With the help of Kitty Pryde (Ellen Page), Charles Xavier (Patrick Stewart) and Magneto (Ian McKellen) send Logan (Hugh Jackman) into the past to stop the attempt before the slaughter of current day mutants.
Logan must convince a young Xavier (James McAvoy) to help with this task and, with a young Magneto (Michael Fassbender), stop Mystique before it is too late.
Days of Future Past, like many time travel movies, is one you have to really pay attention to, otherwise it becomes very confusing. It would be easy to lose track of who is in what timeline, what exactly is happening, and most importantly, why it is happening.
Taking the formula that worked so well in First Class, and ignoring the mess that is the stand alone Wolverine spinoff series, Days of Future Past actually has a story worth telling, and actors/characters who can carry a film.
Keeping Ian McKellen and Patrick Stewart in the film almost instantly makes it better than anything the X-men have done recently.

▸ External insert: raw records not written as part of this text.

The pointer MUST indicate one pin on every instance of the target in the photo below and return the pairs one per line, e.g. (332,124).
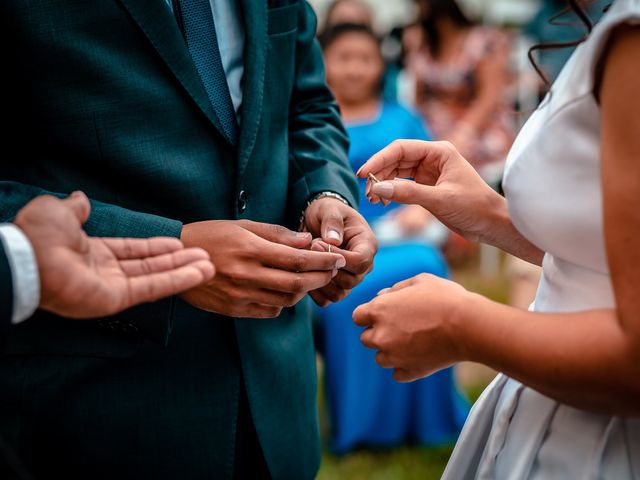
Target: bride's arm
(449,187)
(590,360)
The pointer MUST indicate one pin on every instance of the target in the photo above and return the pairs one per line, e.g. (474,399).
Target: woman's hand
(445,184)
(414,325)
(450,188)
(412,219)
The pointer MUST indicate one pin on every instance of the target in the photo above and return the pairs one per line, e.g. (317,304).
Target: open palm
(85,277)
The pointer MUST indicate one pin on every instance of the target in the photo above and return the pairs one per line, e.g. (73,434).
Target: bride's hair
(572,6)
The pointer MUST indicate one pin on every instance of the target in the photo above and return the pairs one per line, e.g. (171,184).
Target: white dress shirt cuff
(24,272)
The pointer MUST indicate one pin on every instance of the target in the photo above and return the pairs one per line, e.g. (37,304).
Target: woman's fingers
(405,191)
(148,288)
(400,156)
(286,282)
(296,260)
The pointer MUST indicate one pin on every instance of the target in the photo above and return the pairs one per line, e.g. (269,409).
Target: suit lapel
(255,57)
(159,25)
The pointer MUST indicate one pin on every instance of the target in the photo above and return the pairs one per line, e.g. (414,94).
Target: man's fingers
(148,288)
(332,225)
(319,298)
(163,262)
(361,316)
(334,293)
(403,155)
(130,248)
(254,310)
(295,260)
(382,359)
(278,234)
(79,204)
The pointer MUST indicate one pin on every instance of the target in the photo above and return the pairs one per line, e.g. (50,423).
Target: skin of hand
(449,187)
(413,326)
(412,219)
(349,234)
(586,359)
(260,268)
(87,277)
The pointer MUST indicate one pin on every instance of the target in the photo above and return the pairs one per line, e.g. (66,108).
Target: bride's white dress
(553,186)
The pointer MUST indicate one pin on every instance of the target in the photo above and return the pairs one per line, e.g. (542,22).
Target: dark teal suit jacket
(103,96)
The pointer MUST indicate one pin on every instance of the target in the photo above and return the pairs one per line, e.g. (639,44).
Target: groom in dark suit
(207,120)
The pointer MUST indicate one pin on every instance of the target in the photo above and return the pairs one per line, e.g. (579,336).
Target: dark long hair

These two, in addition to Hugh Jackman’s Wolverine pretty much guarantees box office results.
The younger characters, James McAvoy, Michael Fassbender, and Jennifer Lawrence are more satisfying in this film than in First Class. This is probably due to a better story being told. Of course, they cleverly incorporate some real life history points, tying the X-Men to our universe. Magneto’s involvement in JFK’s assassination is much more successful than the World War II stories the last film tried to pull off.
The action is nonstop and the effects are top-notch. As the sentinels dispatch mutants with relative ease, nothing feels mediocre or pulls you out of the moment. It is what we expect and deserve from a graphic novel movie.
As with any time travel movie, there are certain paradoxes that come into play. The first that came to mind was how these sentinels were never mentioned before, given that they were introduced in the early 70s. The movie adequately, if not conveniently, explains this away in a manner that makes sense and doesn’t ask you to suspend too much belief. At least, not any more than you are asked to suspend with an X-Men movie at all.
After seeing the trailer for the upcoming Avengers: Age of Ultron, one can’t help but feel the two stories are very similar. Robots become somewhat sentient and are bent on destroying what they perceive as threats. With the inclusion of Quicksilver (Evan Peters) in both Age of Ultron and Days of Future Past, this could easily be the same story told in alternate universes.
Going back to what made the X-Men franchise so successful, Days of Future Past takes what the other films have done and steps it up a notch. It is one of the best in the series yet.